As genotype-phenotype associations progress, it is expected that it will be possible to predict what symptoms will occur depending on the deletion location and its size. This is expected to contribute not only to elucidating the cause of Albright syndrome-like metacarpal and mid-crus shortening and developing treatment methods, but also to elucidating other important genetic diseases. In particular, the 2q37.3 region is thought to contain candidate genes related to the onset of autism spectrum disorder, and can be said to be an important genomic region. The minimum deletion interval of 240.1-242.2 Mb is known to cause autism spectrum disorder, hyperkinetic behavior, and epilepsy, and contains at least 29 genes, including axonal transporters of synaptic vesicles. Interestingly, this 2.1 Mb deletion interval overlaps with the minimum deletion interval for eczema (1.5 Mb). In recent years, although it has not yet been proven, it has been suggested that autism spectrum disorders and atopic dermatitis are related, and if this hypothesis is true, the overlap of the deletion interval seems reasonable from the perspective of genotype-phenotype. As such, since deletions in the 2q37 region have been observed to cause a variety of symptoms, more detailed analysis may elucidate the relationship between unexpected diseases. If this happens, we can expect further development of approaches such as the development of completely new treatments as well as repurposing of existing drugs and treatments.
Summary
This article explains Albright syndrome-like metacarpal and midfoot shortening, a genetic disease caused by a deletion in the genomic region, with a deletion in 2q37. Because it is a very rare disease, many aspects remain unknown, and it is expected that in the future, the latest genetic techniques will be actively adopted to analyze the molecular biological mechanism of the disease and correlate genotype-phenotype. It is expected that such information will also lead to developments in the mechanisms, diagnosis, and treatment of other genetic diseases.

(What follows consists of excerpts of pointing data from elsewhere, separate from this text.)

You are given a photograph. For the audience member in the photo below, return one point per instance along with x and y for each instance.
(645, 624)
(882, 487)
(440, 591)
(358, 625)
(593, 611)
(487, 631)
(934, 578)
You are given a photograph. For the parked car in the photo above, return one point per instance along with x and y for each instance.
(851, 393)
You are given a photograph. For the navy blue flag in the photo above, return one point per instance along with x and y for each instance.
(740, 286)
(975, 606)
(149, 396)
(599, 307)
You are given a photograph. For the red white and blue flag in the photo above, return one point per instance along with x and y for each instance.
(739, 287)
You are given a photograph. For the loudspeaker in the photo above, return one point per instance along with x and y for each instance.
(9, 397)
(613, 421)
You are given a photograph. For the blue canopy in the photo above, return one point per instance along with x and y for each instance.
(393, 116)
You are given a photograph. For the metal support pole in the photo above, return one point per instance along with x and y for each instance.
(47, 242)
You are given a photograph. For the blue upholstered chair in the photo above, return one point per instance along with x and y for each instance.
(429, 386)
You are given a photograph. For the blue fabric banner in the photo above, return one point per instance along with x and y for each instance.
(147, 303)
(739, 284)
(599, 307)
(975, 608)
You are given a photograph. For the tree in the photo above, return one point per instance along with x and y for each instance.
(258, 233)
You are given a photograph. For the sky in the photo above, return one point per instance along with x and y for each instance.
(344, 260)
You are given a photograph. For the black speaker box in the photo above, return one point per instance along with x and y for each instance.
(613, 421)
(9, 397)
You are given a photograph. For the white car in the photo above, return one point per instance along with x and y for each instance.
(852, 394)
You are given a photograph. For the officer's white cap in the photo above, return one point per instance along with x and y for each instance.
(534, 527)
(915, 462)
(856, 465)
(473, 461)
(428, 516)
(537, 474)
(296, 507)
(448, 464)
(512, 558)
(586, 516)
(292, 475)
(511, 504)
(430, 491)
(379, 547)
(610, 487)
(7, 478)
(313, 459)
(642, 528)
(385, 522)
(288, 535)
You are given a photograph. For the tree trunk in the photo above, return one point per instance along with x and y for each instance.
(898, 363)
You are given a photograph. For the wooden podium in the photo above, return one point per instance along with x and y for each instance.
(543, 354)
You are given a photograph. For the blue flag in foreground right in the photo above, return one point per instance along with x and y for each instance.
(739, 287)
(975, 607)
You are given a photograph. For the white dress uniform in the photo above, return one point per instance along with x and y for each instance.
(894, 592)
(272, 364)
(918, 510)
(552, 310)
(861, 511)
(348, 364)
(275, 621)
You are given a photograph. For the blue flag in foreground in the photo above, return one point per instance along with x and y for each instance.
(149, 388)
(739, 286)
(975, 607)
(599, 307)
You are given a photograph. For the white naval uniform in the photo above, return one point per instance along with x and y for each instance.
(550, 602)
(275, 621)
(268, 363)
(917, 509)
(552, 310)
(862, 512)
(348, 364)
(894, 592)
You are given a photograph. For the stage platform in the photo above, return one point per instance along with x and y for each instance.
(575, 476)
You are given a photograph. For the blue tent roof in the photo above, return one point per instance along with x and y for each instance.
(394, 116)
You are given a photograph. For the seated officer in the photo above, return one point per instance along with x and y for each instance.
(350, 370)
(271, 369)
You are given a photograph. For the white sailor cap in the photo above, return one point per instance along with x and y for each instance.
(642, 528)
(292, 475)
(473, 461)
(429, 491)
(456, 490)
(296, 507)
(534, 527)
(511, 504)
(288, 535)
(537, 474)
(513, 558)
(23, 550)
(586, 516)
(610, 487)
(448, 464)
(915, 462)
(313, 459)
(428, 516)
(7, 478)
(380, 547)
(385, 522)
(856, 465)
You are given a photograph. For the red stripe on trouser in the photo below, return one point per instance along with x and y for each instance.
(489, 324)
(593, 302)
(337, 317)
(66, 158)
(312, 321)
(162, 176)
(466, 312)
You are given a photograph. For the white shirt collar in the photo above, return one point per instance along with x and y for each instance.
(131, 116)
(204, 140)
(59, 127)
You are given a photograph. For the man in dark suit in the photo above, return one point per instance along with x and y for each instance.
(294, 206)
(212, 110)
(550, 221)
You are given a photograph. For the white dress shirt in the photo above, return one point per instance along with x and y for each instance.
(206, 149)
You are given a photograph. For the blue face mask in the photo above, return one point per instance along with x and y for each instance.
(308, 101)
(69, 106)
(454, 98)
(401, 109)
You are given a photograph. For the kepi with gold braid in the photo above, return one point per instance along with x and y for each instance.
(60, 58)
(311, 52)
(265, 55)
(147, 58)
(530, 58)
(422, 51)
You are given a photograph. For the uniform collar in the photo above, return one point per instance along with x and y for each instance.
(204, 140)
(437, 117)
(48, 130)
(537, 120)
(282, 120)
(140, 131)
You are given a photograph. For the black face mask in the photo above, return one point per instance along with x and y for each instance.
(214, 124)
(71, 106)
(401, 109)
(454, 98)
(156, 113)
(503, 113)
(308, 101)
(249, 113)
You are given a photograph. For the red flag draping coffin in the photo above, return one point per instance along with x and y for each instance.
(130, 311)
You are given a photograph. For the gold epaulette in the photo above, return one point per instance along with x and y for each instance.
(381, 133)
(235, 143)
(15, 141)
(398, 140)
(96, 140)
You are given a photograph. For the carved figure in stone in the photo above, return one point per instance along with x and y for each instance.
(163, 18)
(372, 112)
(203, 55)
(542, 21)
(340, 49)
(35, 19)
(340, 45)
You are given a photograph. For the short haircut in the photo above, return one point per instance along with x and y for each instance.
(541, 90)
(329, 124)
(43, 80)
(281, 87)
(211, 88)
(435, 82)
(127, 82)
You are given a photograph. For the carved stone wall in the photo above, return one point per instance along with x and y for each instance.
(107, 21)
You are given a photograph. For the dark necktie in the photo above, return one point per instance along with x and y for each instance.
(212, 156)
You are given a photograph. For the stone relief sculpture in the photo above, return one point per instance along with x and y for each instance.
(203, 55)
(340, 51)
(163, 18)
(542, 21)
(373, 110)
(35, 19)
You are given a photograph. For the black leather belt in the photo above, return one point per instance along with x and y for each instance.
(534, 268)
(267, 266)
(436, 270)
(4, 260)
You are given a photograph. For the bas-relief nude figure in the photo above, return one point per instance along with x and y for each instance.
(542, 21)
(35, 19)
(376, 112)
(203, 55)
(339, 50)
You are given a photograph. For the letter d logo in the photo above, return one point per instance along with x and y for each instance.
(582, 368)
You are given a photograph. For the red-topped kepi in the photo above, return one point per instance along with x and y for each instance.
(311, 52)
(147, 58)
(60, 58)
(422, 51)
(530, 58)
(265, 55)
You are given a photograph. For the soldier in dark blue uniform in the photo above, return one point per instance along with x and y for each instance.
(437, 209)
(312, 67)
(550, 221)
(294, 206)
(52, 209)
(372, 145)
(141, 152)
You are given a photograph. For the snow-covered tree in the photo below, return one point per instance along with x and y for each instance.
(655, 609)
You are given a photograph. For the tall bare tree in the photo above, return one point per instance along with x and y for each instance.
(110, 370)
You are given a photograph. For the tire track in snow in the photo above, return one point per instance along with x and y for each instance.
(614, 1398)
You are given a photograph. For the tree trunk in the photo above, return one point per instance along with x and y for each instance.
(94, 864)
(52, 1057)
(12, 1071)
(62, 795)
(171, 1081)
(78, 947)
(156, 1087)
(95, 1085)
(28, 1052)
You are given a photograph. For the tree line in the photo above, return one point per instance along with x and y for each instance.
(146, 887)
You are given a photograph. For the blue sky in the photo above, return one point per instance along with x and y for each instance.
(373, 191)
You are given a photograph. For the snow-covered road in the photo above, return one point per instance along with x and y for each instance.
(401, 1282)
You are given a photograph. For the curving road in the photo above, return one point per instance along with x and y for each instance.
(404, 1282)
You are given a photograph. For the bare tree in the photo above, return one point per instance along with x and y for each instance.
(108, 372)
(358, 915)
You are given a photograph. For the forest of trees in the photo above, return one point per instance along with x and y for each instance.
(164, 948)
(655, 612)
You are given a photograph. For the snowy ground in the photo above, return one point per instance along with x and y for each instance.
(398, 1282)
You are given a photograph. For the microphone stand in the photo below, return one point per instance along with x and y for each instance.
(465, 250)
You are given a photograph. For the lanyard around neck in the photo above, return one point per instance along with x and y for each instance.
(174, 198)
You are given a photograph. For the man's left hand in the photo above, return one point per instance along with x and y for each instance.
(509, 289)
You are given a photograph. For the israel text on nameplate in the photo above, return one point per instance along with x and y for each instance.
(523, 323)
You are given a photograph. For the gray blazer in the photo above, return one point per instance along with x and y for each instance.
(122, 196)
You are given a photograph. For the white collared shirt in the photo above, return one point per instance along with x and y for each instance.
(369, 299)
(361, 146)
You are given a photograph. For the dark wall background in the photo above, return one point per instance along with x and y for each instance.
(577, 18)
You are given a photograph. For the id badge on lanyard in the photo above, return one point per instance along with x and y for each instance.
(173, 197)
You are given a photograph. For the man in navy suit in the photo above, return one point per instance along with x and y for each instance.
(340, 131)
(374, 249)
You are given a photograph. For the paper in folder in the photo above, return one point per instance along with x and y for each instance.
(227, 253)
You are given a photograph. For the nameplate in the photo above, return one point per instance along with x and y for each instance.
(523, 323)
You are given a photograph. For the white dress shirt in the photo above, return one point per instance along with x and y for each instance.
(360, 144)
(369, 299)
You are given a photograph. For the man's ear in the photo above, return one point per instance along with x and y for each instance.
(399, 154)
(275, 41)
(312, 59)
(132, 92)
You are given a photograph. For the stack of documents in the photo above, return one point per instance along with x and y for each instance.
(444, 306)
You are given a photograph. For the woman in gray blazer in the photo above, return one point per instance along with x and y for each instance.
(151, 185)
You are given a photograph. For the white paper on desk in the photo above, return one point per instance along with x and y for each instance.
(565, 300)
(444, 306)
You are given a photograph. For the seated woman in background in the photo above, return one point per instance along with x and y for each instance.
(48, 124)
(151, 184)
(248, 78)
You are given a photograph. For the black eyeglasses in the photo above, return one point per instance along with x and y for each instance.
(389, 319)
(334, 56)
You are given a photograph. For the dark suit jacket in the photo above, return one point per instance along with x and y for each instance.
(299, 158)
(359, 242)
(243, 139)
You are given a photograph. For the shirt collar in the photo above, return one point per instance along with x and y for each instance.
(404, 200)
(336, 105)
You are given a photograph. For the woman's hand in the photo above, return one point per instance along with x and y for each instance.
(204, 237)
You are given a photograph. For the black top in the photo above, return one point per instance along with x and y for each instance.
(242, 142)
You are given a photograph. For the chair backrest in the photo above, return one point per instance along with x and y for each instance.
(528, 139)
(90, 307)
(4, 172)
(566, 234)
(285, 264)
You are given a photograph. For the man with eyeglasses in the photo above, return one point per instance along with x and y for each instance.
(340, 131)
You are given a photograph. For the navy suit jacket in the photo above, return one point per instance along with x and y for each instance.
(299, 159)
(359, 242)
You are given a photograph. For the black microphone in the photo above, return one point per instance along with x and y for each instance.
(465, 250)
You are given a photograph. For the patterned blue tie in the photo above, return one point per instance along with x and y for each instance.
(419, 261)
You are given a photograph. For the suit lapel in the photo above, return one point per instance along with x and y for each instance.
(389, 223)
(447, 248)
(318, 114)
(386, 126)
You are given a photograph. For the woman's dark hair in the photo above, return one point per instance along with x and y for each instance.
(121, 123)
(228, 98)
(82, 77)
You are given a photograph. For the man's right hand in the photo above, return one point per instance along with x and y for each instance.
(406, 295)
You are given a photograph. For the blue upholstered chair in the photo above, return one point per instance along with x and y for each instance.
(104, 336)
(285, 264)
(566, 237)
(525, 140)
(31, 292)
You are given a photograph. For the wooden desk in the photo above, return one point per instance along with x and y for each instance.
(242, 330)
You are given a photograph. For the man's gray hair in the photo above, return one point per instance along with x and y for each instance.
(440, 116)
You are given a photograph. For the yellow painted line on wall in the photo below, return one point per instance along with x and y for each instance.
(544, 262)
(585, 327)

At Hiro Clinic NIPT , we also perform tests for partial deletions and duplications of all autosomal regions, which are conditions that involve deletions or duplications in parts of chromosomes. Please consider doing this in conjunction with whole chromosome testing.
Footnote
- (*1) De novo mutation: This is a type of mutation that is not genetically inherited from a parent, but rather occurs de novo in an individual. It is also called a new mutation.
- (*2) HDAC4 gene: A gene that codes for histone demethylase (HDAC4). It is thought to play an important role in inducing differentiation of fibroblasts into myoblasts by transforming growth factor β1 (TGF-β1).
- (*3) Albright hereditary osteodystrophy-like syndrome: This is specifically called when physical and intellectual developmental disorders, brachydactyly, short stature, and obesity are observed simultaneously.
- (*4) Karyotyping: Karyotype analysis using band patterns characteristic of chromosomes. There are Q-band analysis using Hoechst dye and G-band analysis using Giemsa staining, and these can be used to easily identify chromosomes and determine ploidy, translocations, etc. from the chromosome structure.
Article Editorial Supervisor
Dr. Shun Mizuta
Head Doctor, Hiro Clinic NIPT Okayama
Board Certified Pediatrician, Japan Pediatric Society
As a pediatrician, he has been engaged in community medicine in Okayama Prefecture for nearly 30 years.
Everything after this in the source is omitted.